贈りものでいただいた種なしで皮ごと食べられるやつだ。
ひとつ千円とかするやつ。
毎日、朝、それを楽しみに起きていたのに。今日でもう終わりだった。七房もあったのに。ずっと食べられたらいいな、なんて淡くも期待してしまった自分がバカだった。食べたらなくなる。その現実も知らず、バカの極みだ。
最後の一粒を口に含んだとき、我慢できずに涙が溢れた。
もうダメだ。
生きていく希望が見いだせない。
明日はたぶん、起きれない。
私の目からこぼれた涙は、あっというまに滝のようになった。嗚咽が止まらない。呼吸が苦しい。もうブドウは買わないと食べられないんだ。スーパーに行って。買わないと。食べられない。そう思うと目の前の世界が真っ暗になった。
もう食べられないブドウ。
忘れようと思えば思うほど、ブドウの記憶は私の頭にこびりついた。
どうしてこんなに悲しいのだろう。
種がなくて、皮ごと食べられる、ブドウ。
しばらくの日々、私は泣き続けた。会社は休んだ。毎朝、ブドウのない冷蔵庫を開けるたびに、私の胸にポッカリと穴が開いて、それが大きくなっていくようだった。そして、その穴が私の心を覆い尽くしたとき、私の世界は終わりを告げた。
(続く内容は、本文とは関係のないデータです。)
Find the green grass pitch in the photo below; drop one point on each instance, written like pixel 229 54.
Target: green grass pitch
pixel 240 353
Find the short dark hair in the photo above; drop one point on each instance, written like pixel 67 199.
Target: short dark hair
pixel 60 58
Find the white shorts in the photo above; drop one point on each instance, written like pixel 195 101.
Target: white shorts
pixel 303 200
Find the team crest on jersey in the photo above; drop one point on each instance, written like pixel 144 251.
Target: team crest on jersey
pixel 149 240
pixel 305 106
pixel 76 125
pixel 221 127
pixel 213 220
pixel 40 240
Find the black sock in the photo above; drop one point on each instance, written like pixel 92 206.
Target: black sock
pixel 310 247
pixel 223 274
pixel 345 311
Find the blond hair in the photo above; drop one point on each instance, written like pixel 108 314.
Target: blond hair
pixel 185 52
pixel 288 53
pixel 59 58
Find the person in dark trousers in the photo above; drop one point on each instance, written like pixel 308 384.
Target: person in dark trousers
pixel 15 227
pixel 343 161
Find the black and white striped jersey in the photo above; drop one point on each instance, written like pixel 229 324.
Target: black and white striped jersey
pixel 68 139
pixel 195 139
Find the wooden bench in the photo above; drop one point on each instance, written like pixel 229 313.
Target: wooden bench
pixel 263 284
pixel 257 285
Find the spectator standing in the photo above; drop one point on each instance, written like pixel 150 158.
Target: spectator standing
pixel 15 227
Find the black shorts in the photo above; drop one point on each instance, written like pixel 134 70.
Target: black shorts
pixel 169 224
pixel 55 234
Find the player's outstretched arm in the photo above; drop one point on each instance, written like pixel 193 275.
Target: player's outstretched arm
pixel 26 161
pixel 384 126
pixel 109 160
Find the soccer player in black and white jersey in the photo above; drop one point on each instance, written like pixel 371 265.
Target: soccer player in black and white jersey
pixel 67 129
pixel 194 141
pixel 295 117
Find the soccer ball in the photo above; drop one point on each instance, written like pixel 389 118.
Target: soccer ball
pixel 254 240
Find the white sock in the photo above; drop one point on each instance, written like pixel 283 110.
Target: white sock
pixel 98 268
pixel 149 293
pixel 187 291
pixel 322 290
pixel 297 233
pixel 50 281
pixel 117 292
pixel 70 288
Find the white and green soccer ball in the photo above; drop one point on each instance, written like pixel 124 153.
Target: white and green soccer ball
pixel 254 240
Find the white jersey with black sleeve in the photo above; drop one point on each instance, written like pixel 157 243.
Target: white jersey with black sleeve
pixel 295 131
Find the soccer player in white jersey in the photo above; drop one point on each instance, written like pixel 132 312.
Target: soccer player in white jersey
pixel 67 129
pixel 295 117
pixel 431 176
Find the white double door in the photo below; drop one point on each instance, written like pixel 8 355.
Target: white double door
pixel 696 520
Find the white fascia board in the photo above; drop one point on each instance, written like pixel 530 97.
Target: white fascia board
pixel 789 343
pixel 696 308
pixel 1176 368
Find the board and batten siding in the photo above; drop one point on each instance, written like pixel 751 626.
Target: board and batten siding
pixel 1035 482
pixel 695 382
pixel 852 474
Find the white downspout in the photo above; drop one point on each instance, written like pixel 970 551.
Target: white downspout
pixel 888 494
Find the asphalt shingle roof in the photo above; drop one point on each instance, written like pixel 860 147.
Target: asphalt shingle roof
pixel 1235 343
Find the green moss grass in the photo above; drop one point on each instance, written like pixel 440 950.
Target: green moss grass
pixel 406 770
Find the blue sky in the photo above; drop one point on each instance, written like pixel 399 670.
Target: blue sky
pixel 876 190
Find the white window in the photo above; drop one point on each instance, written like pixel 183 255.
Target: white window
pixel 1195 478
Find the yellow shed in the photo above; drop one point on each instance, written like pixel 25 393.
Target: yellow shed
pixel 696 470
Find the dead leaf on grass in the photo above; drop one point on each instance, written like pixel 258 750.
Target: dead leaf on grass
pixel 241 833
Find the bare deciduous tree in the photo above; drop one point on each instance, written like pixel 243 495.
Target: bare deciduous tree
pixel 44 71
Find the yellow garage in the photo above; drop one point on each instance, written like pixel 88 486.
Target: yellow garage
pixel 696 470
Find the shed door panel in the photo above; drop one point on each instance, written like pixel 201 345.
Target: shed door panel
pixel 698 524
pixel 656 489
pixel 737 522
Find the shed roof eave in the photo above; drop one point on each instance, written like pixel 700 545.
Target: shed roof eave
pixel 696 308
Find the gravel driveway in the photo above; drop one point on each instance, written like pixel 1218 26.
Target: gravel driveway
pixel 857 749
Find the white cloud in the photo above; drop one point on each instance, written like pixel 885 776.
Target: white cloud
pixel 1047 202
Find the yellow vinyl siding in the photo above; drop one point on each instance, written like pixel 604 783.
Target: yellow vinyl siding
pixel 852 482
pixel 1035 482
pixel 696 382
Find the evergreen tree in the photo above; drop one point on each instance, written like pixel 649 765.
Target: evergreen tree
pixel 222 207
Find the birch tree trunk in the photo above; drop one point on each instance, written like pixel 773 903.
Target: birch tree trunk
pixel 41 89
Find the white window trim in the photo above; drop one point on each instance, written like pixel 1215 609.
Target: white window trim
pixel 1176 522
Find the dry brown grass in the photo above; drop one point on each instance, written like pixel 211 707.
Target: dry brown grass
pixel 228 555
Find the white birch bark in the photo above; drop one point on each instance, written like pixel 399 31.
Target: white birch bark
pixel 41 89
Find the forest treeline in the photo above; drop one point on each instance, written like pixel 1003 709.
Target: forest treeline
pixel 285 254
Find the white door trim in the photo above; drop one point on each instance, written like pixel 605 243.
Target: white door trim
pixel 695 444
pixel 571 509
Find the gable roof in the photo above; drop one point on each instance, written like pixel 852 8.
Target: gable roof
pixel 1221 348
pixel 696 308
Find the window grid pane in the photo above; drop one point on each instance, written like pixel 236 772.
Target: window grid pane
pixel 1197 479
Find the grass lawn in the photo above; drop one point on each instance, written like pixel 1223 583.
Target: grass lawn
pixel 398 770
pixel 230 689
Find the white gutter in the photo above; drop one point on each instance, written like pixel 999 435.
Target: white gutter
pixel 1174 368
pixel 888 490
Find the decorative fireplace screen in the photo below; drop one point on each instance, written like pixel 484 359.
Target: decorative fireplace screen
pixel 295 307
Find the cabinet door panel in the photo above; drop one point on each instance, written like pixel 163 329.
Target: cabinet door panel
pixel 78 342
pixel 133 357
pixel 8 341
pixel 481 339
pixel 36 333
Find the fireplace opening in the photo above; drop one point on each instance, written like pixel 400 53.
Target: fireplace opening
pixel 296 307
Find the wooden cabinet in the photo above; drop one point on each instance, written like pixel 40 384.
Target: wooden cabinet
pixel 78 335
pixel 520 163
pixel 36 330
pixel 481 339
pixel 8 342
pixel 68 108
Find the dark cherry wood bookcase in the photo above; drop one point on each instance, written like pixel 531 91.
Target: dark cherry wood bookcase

ブドウのない虚無の世界が私を覆い尽くすようになった。
一体どこにこの気持ちをぶつけたらいいのかわからなかった。これからブドウを食べることも出来ず、どうやって生きていけばいいのだろう。買わないと食べられないってことは、たまにしか食べられないってことだ。あんなにおいしかったのに。
もはや息をうまく吸うこともできなかった。ブドウが食べられない日々を考えることもなく、毎日、朝にブドウを食べていた私を思い出しては咽び泣き。疲れ切った体を抱え、私は部屋の隅でうずくまった。
私は窓辺に座り、雨が降り続けるのをずっと見ていた。
その間もブドウのことは頭から離れなかった。